Now extend that logic.
OpenAI just amended its Microsoft contract this morning. AWS Andy Jassy says OpenAI models are coming to AWS soon. Microsoft is building its own silicon. OpenAI is reportedly working with Qualcomm and MediaTek on smartphone processors. Apple just elevated Johny Srouji to Chief Hardware Officer to double down on in-house chips for everything. The entire industry is racing away from Nvidia exclusivity.
Nvidia still has 81 percent of the AI chip market. Its stock hit a record high Friday. None of that is in question.
What is in question is whether the next decade looks like the last one. Hyperscalers are not paying $30,000 a GPU because they enjoy it. They are paying because there is no credible second source. Google's pitch with TPU 8 is that there is now a credible second source, the second source ships at scale, and the price-performance gap on inference is 80 percent. That is not a margin Nvidia can defend with software lock-in alone.
The other shoe drops with VAST Data, which closed a Series F today at a $30 billion valuation, more than triple its 2023 round. VAST builds the storage layer that feeds these chips. The AI infrastructure market is not just chips. It is chips, networking, storage, software, power, and cooling. Whoever owns the most layers at a defensible price wins. Google now owns four of those six. Nvidia owns one and a half.

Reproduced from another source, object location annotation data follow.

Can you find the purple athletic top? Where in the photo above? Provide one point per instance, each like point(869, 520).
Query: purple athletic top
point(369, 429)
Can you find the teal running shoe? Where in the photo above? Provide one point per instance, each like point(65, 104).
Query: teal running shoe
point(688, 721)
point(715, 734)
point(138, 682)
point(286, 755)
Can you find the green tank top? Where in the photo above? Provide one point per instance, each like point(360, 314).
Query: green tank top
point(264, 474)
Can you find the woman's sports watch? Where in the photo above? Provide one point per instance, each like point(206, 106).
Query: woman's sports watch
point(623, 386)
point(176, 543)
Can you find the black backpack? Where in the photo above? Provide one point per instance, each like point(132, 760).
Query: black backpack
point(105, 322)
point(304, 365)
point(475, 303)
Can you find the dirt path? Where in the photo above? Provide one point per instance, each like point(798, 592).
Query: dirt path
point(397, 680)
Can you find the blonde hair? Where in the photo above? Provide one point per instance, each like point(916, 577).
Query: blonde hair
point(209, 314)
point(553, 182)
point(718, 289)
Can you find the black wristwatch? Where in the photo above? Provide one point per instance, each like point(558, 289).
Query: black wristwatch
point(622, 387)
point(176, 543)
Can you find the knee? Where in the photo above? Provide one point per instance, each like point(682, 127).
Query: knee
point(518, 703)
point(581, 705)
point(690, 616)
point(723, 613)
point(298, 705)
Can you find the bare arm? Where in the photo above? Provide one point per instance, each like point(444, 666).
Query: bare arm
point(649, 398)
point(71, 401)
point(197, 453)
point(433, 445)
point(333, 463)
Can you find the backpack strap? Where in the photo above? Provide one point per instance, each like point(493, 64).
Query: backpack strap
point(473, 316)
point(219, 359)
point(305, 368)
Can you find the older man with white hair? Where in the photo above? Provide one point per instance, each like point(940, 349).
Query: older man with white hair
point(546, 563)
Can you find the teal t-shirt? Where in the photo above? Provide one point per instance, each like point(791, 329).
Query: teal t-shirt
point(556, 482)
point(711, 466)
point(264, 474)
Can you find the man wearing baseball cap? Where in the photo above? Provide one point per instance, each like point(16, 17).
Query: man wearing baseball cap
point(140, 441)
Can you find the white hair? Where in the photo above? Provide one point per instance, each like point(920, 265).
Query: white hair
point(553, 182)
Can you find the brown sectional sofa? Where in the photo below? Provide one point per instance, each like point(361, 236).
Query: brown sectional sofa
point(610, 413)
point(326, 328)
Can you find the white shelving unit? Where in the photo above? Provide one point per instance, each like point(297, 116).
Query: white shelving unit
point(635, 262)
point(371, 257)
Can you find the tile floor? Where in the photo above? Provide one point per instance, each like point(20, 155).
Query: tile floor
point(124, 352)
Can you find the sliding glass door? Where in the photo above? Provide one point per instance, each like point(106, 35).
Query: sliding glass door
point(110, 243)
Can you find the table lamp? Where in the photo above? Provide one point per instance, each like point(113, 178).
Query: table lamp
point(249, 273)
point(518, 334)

Read this together with the Anthropic investment, the OpenAI-Microsoft amendment, and the Apple silicon promotion, and the picture is clear. The single-vendor era of AI compute is ending in real time. Nobody who matters is building their next product on a single supplier anymore.
If you own Nvidia stock, none of this hits the numbers in 2026. The order book is full and the queue is two years deep. If you are looking past 2027, every line in the price-performance comparison just got harder to defend.